A friend asked me over the weekend how I manage to juggle everything I do and find time to write on a daily basis.  She was envious, she told me, of how I carved out blocks of time during the day to write.  But I set her straight right away by telling her that I don't at all have the writing life she imagines: hours to myself holed away in some quiet room of my own (ha--wouldn't that be a dream!). Instead, my thoughts and ideas percolate in my head for hours and days and weeks, even, like sentences scribbled on the backs of receipts and scrap paper until they suddenly come together in some semblance of order and thoughts meet time and I'm able to write.

Most of my ideas for blog posts come to me out of the dark--literally--as I lie in bed next to my winding-down kids. T. is easy: she rolls and chatters a little, likes her room to be dark and her blankets pulled up around her in a warm nest, just the way I like it myself. She is often asleep in a matter of minutes; so quickly that I can't ever mark the exact moment she moves from being awake to being asleep.  Not all that long ago really, I used to be such an expert at determining the exact moment--down to the very second--she fell asleep.  When she nursed, her eyes would turn a little glassy and the lids would droop; the sucking would slow and stop and she'd be in a semi-sleeping state, mouth open a little, breathing heavy, before she'd sink deeper into sleep.
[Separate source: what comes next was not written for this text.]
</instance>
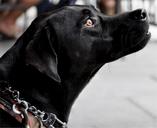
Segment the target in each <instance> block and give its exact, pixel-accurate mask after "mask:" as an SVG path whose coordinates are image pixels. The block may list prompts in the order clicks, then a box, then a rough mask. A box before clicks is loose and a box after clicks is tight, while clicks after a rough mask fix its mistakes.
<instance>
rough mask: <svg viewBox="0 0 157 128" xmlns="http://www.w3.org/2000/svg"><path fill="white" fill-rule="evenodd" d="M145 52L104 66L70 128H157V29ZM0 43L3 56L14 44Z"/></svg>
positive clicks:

Now it happens in the dark, in her private little world and I'm left to my thoughts, all the images and impressions and feelings fighting for some sort of order in my own unwinding mind.

When I lie next to my son things are different.  I leave him in his bed awake, but until then he moves a lot, flopping from side to side, kicking his sleeping bag and blankets away from his legs, then he's back in the bag again, then out, and so on. Before I had children I never really imagined I would become such an integral part of their bedtime routines; that I'd come to know their sleeping, or almost-sleeping selves--so well. This weekend I found an old video clip on one of our CDs--we downloaded all our family pictures and videos a couple months ago when the hard drive on our old PC crashed.  In it T. is about 8 or 9 months old, standing up in her crib, and she's wearing her hey-diddle-diddle sleeper, the one she wore for a ridiculously long time because she just stubbornly refused to grow out of it. I would use that sleeper as a type of gauge to measure my parental angst and despair about why she was growing so slowly.

Look! I'd exclaim to Scott, pulling it out of the drawer when the weather warmed up a little--again.  Look!  I bet she can STILL wear it!  And sure enough, she could wear it again and I'd sigh, buttoning up the sleeper around her little tummy, sad to see it again, those faded cows and moons back for another season.

In the video clip I came across this weekend T. is ready for bed. Her fluffy duck hair is slicked back from her bath and her room is dim--it's dark outside.  We are off-camera, talking to her in those high-pitched silly voices parents adopt when they're trying to get their small children to do something cute--something about to be recorded for posterity.  

It's time for night-night! We tell her, and she laughs back at us, a gummy smile with two small white teeth poking out of her lower gum. Time for night-night!

Anyone watching the clip would think that soon after the camera turned off so did her light, and they might imagine us tiptoeing out of her room and into the hallway, our night-nights fading behind us as we closed her bedroom door.  But I know what really happened that night.  Scott left to tend to L. and I scooped T. out of her crib, nestling her sweet warm body close to mine.  I sat in the glider with her, rocking her and smelling her damp head as she gurgled and pulled at my cheeks, winding down for sleep.  I sat in the dark with a thousand thoughts in my head elbowing each other for a chance to get out. I rocked and thought and dreamed a little, I'm sure, until sleep encircled T. like a blanket and my own mind awakened, releasing its words, ready to write.